Ouvrez les deux profils sur la même couleur de départ bleue dans Scale Composer — cloche et frontal côte à côte, luminosité identique, seul le plan de chroma change. Les pas clairs racontent toute l’histoire.

Deux rampes bleues issues de la même couleur de départ comparées : un profil en cloche culminant au milieu de la rampe face à un profil frontal culminant dans les pas clairs

Pourquoi les extrémités de la rampe ont-elles besoin d’un plancher de chroma ?

Les deux colonnes du tableau butent sur ≈0,026 au lieu de continuer vers zéro. C’est le plancher : 12 % du pic, appliqué pour que même les pas 50 et 900 conservent une pointe de la teinte.

Sans lui, la décroissance exponentielle amène les pas extrêmes à un chroma quasi nul — et un pas à chroma nul, c’est du gris générique, indistinct d’une marque à l’autre. Avec lui, le 50 quasi blanc est faiblement mais reconnaissablement bleu, et le 900 est un bleu-noir plutôt qu’un noir plat. Le raisonnement est le même que derrière les neutres teintés : un murmure de chroma est invisible dans un échantillon mais se ressent sur toute une surface, et c’est ce qui fait qu’un arrière-plan de page ou un titre sombre se lit comme appartenant à cette palette plutôt qu’à aucune. Le plancher relie les extrémités de la rampe à la marque.

Comment choisir entre cloche et frontal ?

Demandez-vous où la rampe gagne sa vie. Si ses pas de travail sont les demi-tons — boutons, liens, états actifs — prenez la cloche, et le cœur de la marque s’affiche à pleine vivacité. Si ses pas de travail sont clairs — teintes de surface, lavis, mises en page chargées d’arrière-plans — prenez le frontal, et les teintes portent la couleur pendant que les demi-tons se calment. Une palette de produit peut mélanger : la cloche pour la rampe de marque, le frontal pour une teinte de soutien utilisée surtout comme surfaces teintées.

Deux remarques de cadrage. Un profil façonne une rampe, pas tout le thème : une palette sombre dérivée d’une palette claire replanifie le chroma selon ses propres termes — dans Scale Composer, les palettes sombres dérivées suivent leur propre courbe de luminosité et augmentent le chroma d’environ 20 %, car un environnement sombre atténue la coloration perçue. Et aucun profil ne sauve un pic réglé trop haut : le profil répartit le pic, le plafond du gamut le régit toujours.

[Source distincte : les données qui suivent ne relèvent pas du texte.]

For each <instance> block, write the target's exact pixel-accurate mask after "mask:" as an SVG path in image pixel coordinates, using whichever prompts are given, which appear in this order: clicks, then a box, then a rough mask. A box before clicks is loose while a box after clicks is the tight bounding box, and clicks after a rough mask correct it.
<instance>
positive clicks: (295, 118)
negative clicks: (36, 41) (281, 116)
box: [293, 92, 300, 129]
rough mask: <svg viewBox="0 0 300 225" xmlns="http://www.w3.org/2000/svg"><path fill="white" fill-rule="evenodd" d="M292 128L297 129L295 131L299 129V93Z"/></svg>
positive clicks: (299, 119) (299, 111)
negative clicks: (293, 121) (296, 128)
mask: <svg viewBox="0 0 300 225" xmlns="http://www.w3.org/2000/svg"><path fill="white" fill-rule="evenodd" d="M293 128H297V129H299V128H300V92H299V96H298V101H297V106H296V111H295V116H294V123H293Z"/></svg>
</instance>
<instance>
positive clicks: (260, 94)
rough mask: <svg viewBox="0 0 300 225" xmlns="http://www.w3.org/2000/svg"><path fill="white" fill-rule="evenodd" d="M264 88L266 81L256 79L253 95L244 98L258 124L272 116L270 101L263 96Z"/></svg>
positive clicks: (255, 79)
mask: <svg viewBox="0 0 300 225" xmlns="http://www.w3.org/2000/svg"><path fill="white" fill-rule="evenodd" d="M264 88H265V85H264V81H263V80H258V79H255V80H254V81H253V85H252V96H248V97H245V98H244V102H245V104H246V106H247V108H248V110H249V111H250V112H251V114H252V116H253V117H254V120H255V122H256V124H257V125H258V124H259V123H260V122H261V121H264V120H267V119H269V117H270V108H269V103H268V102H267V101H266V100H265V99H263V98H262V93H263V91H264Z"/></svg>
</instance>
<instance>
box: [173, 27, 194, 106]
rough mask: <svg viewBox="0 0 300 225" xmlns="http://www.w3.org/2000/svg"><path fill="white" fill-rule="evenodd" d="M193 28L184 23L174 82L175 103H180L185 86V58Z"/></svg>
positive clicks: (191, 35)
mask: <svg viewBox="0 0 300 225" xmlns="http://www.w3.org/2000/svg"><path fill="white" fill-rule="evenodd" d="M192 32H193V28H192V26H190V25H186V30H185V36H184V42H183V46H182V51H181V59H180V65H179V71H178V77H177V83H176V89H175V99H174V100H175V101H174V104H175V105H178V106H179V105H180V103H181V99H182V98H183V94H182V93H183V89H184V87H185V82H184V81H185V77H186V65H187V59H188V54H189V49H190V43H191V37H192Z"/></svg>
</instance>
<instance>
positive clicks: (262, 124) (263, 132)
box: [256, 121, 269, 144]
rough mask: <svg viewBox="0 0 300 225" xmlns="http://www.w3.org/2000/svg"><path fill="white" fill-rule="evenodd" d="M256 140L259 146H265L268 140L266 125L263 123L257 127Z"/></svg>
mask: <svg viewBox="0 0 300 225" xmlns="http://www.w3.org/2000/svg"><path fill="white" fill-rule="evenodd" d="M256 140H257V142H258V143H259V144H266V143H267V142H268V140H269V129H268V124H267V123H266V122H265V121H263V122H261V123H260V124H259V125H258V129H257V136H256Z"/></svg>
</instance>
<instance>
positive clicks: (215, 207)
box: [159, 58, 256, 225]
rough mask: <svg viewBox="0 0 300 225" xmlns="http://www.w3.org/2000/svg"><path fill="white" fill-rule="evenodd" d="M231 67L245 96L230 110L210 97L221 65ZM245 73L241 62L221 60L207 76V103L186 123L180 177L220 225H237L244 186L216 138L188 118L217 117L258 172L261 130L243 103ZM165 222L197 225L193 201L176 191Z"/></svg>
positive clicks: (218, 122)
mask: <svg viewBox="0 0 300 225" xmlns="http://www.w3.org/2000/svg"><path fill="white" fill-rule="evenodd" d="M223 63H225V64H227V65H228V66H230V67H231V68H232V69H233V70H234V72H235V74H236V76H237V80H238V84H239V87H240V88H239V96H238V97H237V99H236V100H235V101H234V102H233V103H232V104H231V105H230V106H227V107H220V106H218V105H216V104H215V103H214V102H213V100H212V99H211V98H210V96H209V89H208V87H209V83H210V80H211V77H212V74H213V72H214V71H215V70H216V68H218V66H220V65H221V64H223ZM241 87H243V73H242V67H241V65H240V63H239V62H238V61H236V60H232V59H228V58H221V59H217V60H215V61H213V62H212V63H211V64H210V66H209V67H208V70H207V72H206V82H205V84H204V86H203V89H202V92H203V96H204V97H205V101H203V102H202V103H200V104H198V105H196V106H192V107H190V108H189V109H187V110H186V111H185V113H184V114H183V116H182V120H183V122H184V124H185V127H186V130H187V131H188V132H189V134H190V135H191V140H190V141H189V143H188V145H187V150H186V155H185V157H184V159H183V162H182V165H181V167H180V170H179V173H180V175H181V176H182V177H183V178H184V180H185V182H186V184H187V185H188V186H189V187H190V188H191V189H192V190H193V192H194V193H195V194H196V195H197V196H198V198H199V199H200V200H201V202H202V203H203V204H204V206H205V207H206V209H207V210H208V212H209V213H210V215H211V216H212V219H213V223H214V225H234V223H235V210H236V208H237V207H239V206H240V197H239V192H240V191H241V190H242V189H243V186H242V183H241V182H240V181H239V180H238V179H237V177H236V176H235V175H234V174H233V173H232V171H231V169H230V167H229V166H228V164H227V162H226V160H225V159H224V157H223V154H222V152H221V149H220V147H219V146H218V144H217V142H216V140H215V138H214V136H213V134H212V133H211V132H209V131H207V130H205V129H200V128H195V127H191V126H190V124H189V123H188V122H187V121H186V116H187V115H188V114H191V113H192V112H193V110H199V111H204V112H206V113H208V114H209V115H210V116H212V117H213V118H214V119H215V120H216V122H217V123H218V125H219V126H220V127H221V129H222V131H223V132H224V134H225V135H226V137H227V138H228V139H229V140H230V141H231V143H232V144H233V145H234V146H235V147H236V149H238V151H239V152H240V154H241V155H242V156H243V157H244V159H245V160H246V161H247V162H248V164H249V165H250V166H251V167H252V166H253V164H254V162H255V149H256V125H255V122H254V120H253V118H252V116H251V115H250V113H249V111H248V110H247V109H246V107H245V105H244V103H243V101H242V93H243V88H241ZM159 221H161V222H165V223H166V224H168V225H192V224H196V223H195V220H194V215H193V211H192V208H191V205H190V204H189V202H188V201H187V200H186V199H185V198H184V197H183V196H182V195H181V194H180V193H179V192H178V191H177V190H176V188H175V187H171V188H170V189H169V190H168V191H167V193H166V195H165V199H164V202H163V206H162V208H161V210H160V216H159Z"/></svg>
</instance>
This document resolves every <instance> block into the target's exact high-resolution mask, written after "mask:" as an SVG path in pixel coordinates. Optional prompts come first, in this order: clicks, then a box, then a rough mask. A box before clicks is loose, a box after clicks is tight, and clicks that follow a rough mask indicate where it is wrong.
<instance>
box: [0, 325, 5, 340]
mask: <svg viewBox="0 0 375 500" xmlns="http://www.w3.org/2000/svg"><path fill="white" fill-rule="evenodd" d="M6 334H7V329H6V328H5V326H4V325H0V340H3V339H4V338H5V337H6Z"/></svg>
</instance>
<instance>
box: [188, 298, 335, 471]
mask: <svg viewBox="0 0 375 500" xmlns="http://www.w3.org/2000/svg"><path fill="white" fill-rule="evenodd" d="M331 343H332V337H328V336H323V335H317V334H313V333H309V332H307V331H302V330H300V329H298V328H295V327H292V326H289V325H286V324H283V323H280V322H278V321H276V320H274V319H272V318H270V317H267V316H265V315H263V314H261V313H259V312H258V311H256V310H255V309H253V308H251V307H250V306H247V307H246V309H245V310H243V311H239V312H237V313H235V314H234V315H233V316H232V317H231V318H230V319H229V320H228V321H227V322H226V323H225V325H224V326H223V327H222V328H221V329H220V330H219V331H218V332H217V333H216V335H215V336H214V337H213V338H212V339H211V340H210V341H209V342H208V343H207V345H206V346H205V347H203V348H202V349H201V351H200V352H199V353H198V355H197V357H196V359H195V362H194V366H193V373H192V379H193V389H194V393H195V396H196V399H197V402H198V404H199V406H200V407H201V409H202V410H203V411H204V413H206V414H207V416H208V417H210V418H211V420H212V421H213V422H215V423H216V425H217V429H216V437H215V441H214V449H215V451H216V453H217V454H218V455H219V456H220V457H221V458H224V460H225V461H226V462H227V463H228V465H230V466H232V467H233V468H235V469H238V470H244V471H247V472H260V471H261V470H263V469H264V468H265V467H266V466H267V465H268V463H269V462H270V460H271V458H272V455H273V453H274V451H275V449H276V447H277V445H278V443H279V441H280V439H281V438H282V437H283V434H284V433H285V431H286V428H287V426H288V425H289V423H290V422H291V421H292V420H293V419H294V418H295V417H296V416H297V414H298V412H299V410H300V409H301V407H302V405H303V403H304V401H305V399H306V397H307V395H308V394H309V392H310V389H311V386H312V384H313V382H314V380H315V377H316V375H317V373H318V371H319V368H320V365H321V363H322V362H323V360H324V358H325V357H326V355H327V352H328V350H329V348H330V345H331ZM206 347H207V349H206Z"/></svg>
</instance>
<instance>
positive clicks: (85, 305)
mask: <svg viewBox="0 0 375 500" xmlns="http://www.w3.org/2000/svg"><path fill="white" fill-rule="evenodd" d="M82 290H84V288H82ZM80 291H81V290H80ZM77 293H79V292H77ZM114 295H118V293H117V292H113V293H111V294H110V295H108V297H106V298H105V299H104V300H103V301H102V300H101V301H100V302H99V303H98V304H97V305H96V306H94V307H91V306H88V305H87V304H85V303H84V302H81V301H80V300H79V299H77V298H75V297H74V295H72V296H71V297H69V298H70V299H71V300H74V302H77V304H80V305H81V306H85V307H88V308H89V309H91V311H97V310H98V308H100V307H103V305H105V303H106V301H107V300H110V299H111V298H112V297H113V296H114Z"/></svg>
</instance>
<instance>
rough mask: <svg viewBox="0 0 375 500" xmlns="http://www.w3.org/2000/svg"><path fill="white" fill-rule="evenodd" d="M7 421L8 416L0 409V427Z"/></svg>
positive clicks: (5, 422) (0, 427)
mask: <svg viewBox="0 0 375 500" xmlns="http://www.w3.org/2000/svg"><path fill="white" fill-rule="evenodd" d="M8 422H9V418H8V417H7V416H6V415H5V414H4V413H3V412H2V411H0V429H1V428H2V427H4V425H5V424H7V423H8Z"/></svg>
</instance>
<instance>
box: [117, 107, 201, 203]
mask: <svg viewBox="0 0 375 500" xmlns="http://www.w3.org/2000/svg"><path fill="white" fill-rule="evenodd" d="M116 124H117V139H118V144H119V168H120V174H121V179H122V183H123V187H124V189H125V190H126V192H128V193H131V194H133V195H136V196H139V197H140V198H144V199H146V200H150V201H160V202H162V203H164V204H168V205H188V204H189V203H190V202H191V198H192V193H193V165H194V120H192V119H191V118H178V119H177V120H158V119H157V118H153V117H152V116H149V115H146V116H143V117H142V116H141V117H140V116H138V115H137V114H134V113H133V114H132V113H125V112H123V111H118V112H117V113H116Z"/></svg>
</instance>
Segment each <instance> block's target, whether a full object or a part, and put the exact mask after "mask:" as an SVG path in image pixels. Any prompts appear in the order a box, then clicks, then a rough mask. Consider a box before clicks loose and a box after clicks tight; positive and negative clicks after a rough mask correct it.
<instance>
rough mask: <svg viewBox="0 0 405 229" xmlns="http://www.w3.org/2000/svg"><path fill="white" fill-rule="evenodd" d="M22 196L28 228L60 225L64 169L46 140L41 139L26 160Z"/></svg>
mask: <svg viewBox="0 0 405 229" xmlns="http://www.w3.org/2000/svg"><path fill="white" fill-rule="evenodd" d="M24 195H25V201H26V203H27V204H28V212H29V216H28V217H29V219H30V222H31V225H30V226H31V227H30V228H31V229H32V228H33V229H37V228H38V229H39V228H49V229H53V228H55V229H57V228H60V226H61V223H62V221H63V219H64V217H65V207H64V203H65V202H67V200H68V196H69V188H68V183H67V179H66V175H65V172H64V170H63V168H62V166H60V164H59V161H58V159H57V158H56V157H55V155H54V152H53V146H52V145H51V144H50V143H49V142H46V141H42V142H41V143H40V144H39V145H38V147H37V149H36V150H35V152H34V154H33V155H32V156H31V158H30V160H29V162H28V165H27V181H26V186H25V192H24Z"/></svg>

Le plancher est la plus facile de ces idées à comprendre en le supprimant. Ouvrez la même rampe avec le plancher désactivé, puis activé — sans le plancher, les pas 50 et 900 s’effondrent en gris ordinaire et les extrémités de la rampe pourraient appartenir à n’importe quel produit ; rétablissez-le et regardez-les rejoindre la palette.